It’s been over a year since I started looking into this subject and had to put it away, but I think I’m ready to dive into The History of the Russian Revolution by Leon Trotsky. I said I THINK I’m ready. I’m not 100% sure. I have a few reservations.
Remember when I started my last book and mentioned that I’d probably with that book for quite some time? Well, this time I mean it. This book is over two inches thick and 1400 pages long!
Back in July of 2020, I started reading A People’s Tragedy – The Russian Revolution by Orland Figes because my son and I were watching Trotsky on Netflix. We were fascinated by the show, and I wanted to know more, so I did a quick search for “best book on the Russian Revolution” and Figes’ book was highly recommended in several articles.
I was not disappointed, but I was highly affected. The revolution, and Russia in general, has such a complicated history. There really is no place like it. The tragedy of it all, so many millions of people dead from war, famine, political bullshit. It’s terrifying.
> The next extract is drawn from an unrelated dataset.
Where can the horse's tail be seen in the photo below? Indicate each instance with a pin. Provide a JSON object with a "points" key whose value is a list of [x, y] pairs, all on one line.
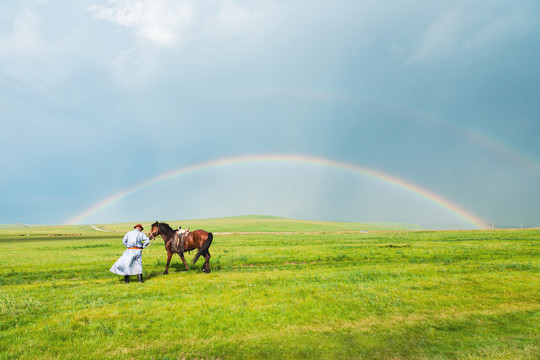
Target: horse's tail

And there is so much we don’t know, so much was hidden from the rest of the world for so long.
Some of my friends have mentioned my “obsession with Russian culture,” but I’m not so much interested in the people as the era, what led up to it, and what really happened. Why? Because what I’m reading, about the Russian Revolution and the Nazi’s in Germany, feels eerily like events unfolding around the world today.
THAT’S the reason I hesitate to dive in again. Last time I did, it felt terrible, like I had watched a scary movie and kept seeing monsters everywhere for weeks. The truth is that the monsters are always around, and they don’t always attack. If we could see clearly which events led exactly to what, we could easily avoid the bad times. One thing doesn’t always lead to another. The world is far more intricate.
I am looking forward to reading this book, but I’m curious what I’ll find, or if I’ll even understand what I’m reading. I read the introduction and preface this morning and already have questions. Everything I’ve seen or read about Trotsky leads me to believe he was a very interesting and deep character. People are rarely evil incarnate. They all have several sides, reasons for what they do, backgrounds and personalities that lead them. This is one person on my list that I’d love to go back and talk to if I had a time machine. I want to see this man for myself, have a cup of tea with him, and ask him a bunch of questions.
He wrote this history of the Russian revolution himself while he was hiding in exile from Stalin. I’m curious what he has to say to me.